CHP, kamuda görev alan bazı isimlerin değişik kuruluş ve şirketlerdeki görevleri nedeniyle birden fazla maaş aldığı iddialarını gündemden düşürmüyor ve bir algı operasyonu yürütüyor.
Açıkçası işin içinde "adam kayırma" olmadıktan sonra konularının uzmanı bürokratların ve profesyonellerin fikirsel emekleri üzerinden birden fazla yere katkı koyması ve buralardan gelir elde etmesine olumsuz bakmıyorum.
Eğer birinin birikimi varsa, bunu farklı kuruluş ve şirketlerin faydasına sunabilir, karşılığında da ücretini alır. Hem CHP böyle diyor da kendisi ne yapıyor? Gelin İzmir örneğine bakalım... Bugün Büyükşehir Belediyesi'ndeki neredeyse bütün daire başkanlarının değişik belediye şirketlerinde yönetim kurulu üyeliği görevleri var. Bu üyeliklerden çok yüksek maaş almasalar da neticede öyle veya böyle alıyorlar. İlçe belediyelerinde de durum böyle... Dediğim gibi buna söyleyecek lafımız yok... Bürokratlar ve profesyoneller bunu yapabilir.
İŞİN CILKI ÇIKMIŞ DURUMDA
Ancak bunu siyasetçiler yaparsa.. İşte orada durmak lazım... Siyasetçiler bırakın çift maaşı, belediyenin herhangi bir şirketinden tek maaş bile almamalı... Ancak İzmir'de işin cılkı çıkmış durumda...
İşte bugünkü manşetimiz...
Torbalı'da eski başkanın vefatının ardından seçilen CHP'li yeni başkan Mithat Tekin, ilk iş olarak kendisini Belediye Personel A.Ş.'ye Yönetim Kurulu Başkanı yaptı.
15 bin liranın haricinde belediye başkanlık maaşının üzerine bir de buradan ücret almaya başladı. Bu da yetmedi CHP'li 4 meclis üyesi Ömer Şentürk, Musa Serbest, Özkan Altun, Savaş Benli'yi de aynı şirkette yönetim kurulu üyesi yaparak maaş bağladı...

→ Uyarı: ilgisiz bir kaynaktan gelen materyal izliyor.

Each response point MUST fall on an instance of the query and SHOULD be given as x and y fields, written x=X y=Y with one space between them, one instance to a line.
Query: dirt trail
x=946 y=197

Üstelik kendisine bunu sormak için aradığımızda bir de pişkin pişkin "Maaş değil huzur hakkı alıyoruz" dedi. "Peki etik mi?" sorumuzu da yanıtsız bıraktı. İnsan gerçekten hayret ediyor. "Halka hizmet edeceğim" gerekçesiyle siyaset yapıp bir de üzerine seçildiği kurumdan başkanlık maaşı veya meclis üyeliği için belirlenen ücretin dışında maaş almak da ne oluyor?
BALIK BAŞTAN KOKUYOR
İzmir'de bugün bir çok belediye başkanı, aynı zamanda belediye şirketlerinde yönetim kurulu başkanı olarak gözüküyor. Tunç Soyer de öyle.. Soyer daha önce şirketlerden ayrıca maaş almadığını açıklamıştı.

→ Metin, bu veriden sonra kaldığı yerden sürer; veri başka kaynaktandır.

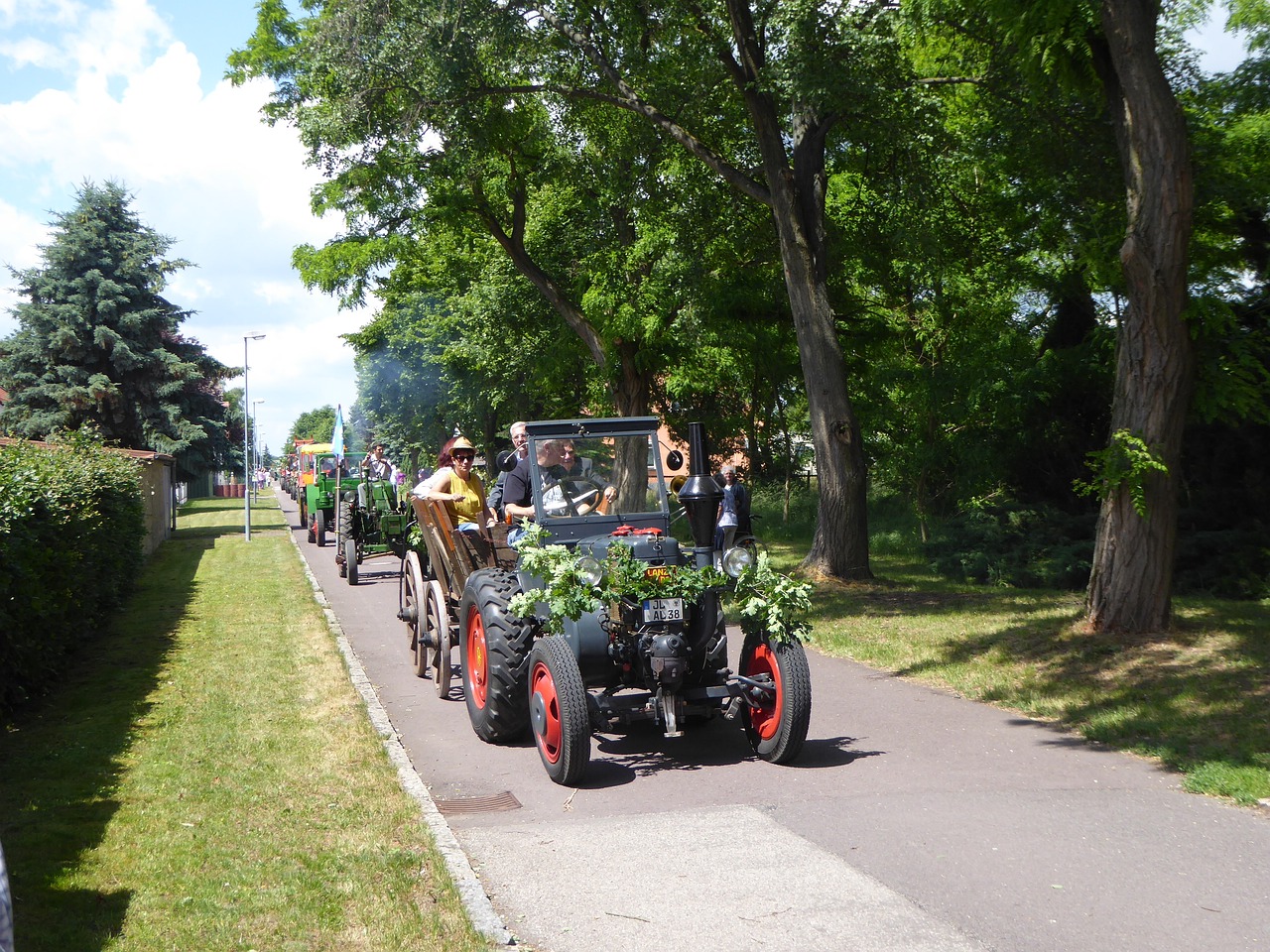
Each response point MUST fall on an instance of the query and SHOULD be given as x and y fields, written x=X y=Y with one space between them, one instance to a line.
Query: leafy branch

Ancak balık baştan kokar misali, maalesef bu maaş saltanatına İzmir'de bizzat Soyer'in kendisi izin veriyor. Çünkü yokluğunda hem belediye yönetiminde hem de meclis toplantılarında kendisine vekillik yapan lise mezunu Mustafa Özuslu, bugün belediyeyi temsilen yer aldığı 3 değişik şirketten maaş ve artı vekalet ücreti alıyor. Kendisi İzmir Doğalgaz şirketinde belediyeyi temsilen yönetim kurulu üyesi. Karşıyaka Belediyesi bünyesindeki Kent A.Ş.'de de öyle... Ayrıca Kemalpaşa Organize Sanayi Bölgesi'nden de mütevelli heyet üyesi olarak ücret alıyor.

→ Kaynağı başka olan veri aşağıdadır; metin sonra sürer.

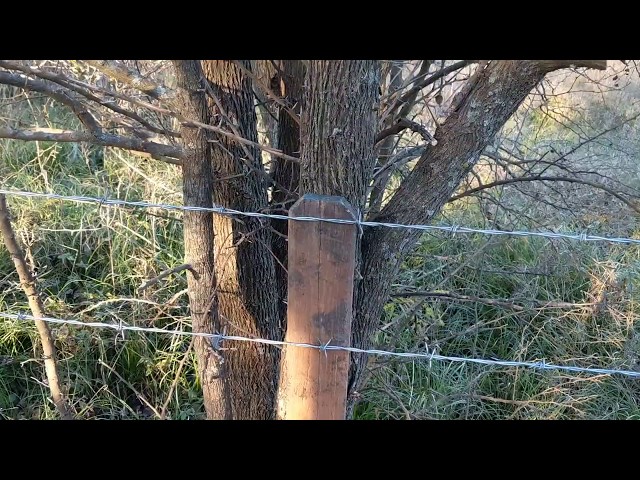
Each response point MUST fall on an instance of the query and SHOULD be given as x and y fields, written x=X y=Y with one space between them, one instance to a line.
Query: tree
x=335 y=136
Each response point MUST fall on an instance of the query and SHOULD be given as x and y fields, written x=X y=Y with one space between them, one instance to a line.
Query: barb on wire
x=228 y=211
x=430 y=356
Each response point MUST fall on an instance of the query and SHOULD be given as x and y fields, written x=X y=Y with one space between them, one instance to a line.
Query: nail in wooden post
x=313 y=383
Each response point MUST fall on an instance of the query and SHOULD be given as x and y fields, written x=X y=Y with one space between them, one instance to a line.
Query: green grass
x=91 y=260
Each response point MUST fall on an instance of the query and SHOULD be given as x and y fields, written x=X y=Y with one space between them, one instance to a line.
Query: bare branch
x=159 y=151
x=83 y=114
x=413 y=91
x=132 y=78
x=513 y=304
x=272 y=95
x=403 y=124
x=28 y=284
x=69 y=83
x=540 y=178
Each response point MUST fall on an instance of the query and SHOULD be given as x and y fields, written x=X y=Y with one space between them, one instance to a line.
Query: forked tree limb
x=37 y=309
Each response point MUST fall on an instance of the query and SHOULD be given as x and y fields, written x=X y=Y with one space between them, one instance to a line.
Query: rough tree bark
x=491 y=97
x=289 y=82
x=197 y=175
x=245 y=270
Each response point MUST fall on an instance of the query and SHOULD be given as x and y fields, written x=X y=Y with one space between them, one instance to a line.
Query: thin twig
x=37 y=309
x=166 y=273
x=133 y=389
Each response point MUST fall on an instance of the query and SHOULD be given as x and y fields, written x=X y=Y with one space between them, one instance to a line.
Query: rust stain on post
x=313 y=383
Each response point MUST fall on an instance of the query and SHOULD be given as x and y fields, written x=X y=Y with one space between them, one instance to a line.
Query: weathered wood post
x=313 y=383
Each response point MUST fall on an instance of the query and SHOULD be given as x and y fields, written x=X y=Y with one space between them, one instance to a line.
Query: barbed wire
x=359 y=222
x=430 y=356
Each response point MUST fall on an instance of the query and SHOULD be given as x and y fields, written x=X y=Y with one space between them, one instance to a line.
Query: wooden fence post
x=313 y=383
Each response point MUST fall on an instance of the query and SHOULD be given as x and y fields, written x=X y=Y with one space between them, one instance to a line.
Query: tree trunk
x=199 y=239
x=491 y=97
x=286 y=173
x=247 y=295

Bu arada Soyer'e vekalet ettiği zaman Soyer'in maaşı oranında ücret alıyor. Ayrıca Karşıyaka ve Büyükşehir Belediye Meclis üyeliği görevi nedeniyle de oturum başına ücret elde ediyor. Durum böyleyken bir de çıkıp, "Soyer ile ölüme giderim", "Efsane kelimesini çok sevmem ama Tunç Başkan, unutulmaz bir başkan olmaya doğru gidiyor" gibi övgü sınırlarını aşan açıklamalar yapıyor. İzmir siyaseti bu utançtan arınmalı. CHP, harekete geçmeli ve içindeki bu olumsuz örnekleri temizlemeli.
Burada öncelikli görev CHP lideri Kılıçdaroğlu, Soyer ve CHP İl Başkanı Deniz Yücel'e düşüyor. Soyer'in Özuslu'dan işe başlaması da en doğru adım olur...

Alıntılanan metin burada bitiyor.